At this point, we’re solidifying what an EDH deck should look like:

  1. 30 slots dedicated to the core of your manabase — making sure you can hit your colors on time. This is any and all lands that tap for colored mana as well as fetchlands. Ideally, these don’t come into play tapped.
  2. 17–26 creatures that advance your strategy without falling into the categories of “interaction”, “ramp”, “combo piece”, or “pet card”. If your strategy requires that you be creature light, these become other permanent effects that are beneficial.
  3. 25 cards devoted to interaction. That’s things like any kind of permanent removal, sweepers, hand attack spells, and Stax pieces. Keep your mana curve here to 3 or less, except for boardwipes (which usually start at 4 mana).
  4. 10 cards devoted to card advantage and tutors. These are largely cards that help you put more cards in your hand.
  5. 8–10 cards devoted to ramp, whether that’s in the form of rocks, dorks, lands that tap for more than one mana, cards that put more lands onto the battlefield, fast mana, or effects that make your lands tap for more mana.
  6. 0–5 cards for a combo. If you’re not playing at least a combo finish, you don’t like combo, you really need to be playing hard control in this tier. Your combo need not be infinite: it can be a simple lockout combo. It does, however, need to make the table either die or scoop all at once. (As an example of a non-infinite combo, Hive Mind + Summoner’s Pact should kill the table nicely provided nobody’s in Green or you can shut off their access to green mana.)
  7. 0–2 pet cards. These are cards that you’re running simply because you like them, you have them, and by God, you’re going to play with them because they’re fun. They may not be the best choice for your deck, but they will at least fit in it.

Next Time: Focused Decks

When we next talk, I’m going to move away from deck techs and back to more deckbuilding analysis. I’m quite excited about it because we get to enter the land of the platonic ideal of commander decks.

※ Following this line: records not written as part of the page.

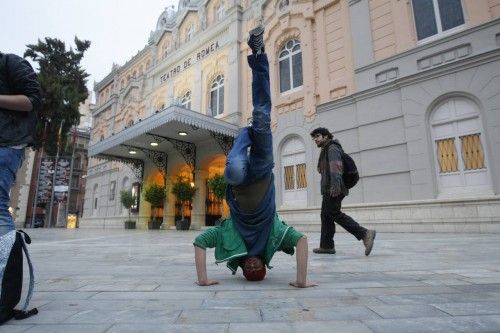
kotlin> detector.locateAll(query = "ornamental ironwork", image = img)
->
[122,144,168,178]
[95,154,144,183]
[147,133,196,171]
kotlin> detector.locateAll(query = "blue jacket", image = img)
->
[0,53,41,147]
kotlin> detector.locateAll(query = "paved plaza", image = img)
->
[0,229,500,333]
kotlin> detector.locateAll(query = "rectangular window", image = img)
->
[280,59,292,92]
[109,181,116,201]
[284,165,295,190]
[460,133,486,170]
[296,163,307,188]
[413,0,437,40]
[217,87,224,114]
[412,0,465,40]
[210,90,217,116]
[436,138,458,173]
[438,0,465,31]
[292,52,302,88]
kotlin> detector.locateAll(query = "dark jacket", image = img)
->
[318,139,349,197]
[0,53,41,147]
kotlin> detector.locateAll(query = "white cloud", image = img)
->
[0,0,177,89]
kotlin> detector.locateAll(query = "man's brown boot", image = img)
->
[363,230,377,256]
[313,247,336,254]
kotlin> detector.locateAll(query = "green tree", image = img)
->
[172,176,198,220]
[24,37,90,155]
[144,184,167,219]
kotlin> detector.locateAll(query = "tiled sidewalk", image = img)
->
[0,229,500,333]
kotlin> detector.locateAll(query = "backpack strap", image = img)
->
[14,230,38,320]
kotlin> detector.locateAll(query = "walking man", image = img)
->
[311,127,376,256]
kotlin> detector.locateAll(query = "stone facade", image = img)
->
[81,0,500,232]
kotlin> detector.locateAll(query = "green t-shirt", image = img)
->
[193,215,304,274]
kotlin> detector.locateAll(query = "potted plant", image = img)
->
[172,176,197,230]
[207,174,227,225]
[144,184,167,229]
[120,191,135,229]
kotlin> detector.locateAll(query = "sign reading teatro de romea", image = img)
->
[160,41,219,84]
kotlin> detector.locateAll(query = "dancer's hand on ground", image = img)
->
[290,281,318,288]
[195,280,219,287]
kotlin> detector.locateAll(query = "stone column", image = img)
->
[191,61,207,114]
[191,170,208,230]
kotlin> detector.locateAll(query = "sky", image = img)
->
[0,0,178,96]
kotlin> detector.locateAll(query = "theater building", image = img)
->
[84,0,500,232]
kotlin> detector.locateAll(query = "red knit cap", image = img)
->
[242,257,266,281]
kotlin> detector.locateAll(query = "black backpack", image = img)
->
[0,231,38,325]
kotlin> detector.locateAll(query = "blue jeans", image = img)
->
[224,53,274,186]
[0,147,24,236]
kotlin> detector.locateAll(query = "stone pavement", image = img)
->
[0,229,500,333]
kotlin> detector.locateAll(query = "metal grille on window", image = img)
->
[296,163,307,188]
[284,165,295,190]
[460,133,486,170]
[436,138,458,173]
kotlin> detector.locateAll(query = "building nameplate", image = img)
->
[160,41,220,84]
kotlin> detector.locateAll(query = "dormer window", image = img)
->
[278,0,289,12]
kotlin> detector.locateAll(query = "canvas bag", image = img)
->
[0,230,38,325]
[326,142,359,189]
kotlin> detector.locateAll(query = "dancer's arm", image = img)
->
[194,245,219,286]
[290,236,317,288]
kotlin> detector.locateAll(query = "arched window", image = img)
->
[430,97,493,197]
[281,137,307,207]
[210,75,224,116]
[215,1,225,22]
[279,39,302,93]
[278,0,289,12]
[181,91,191,109]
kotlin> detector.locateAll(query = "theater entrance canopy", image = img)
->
[89,105,239,181]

As a part of the final spoiler for Theros: Beyond Death, we got Pharika’s Libation. This represents the first time I know of that mono-Black gets a real answer to enchantments. I was also made aware of the existence of Gate to Phyrexia, an incredibly old card from Antiquities that allows us to sacrifice creatures to destroy artifacts — representing the only artifact destruction in mono-Black. I’ve updated the deck as of 2020–01–10 to reflect these cards, as they are both useful and on-plan here. I have removed Duress and Murder — the latter because Pharika’s Libation also works as a kill spell of sorts.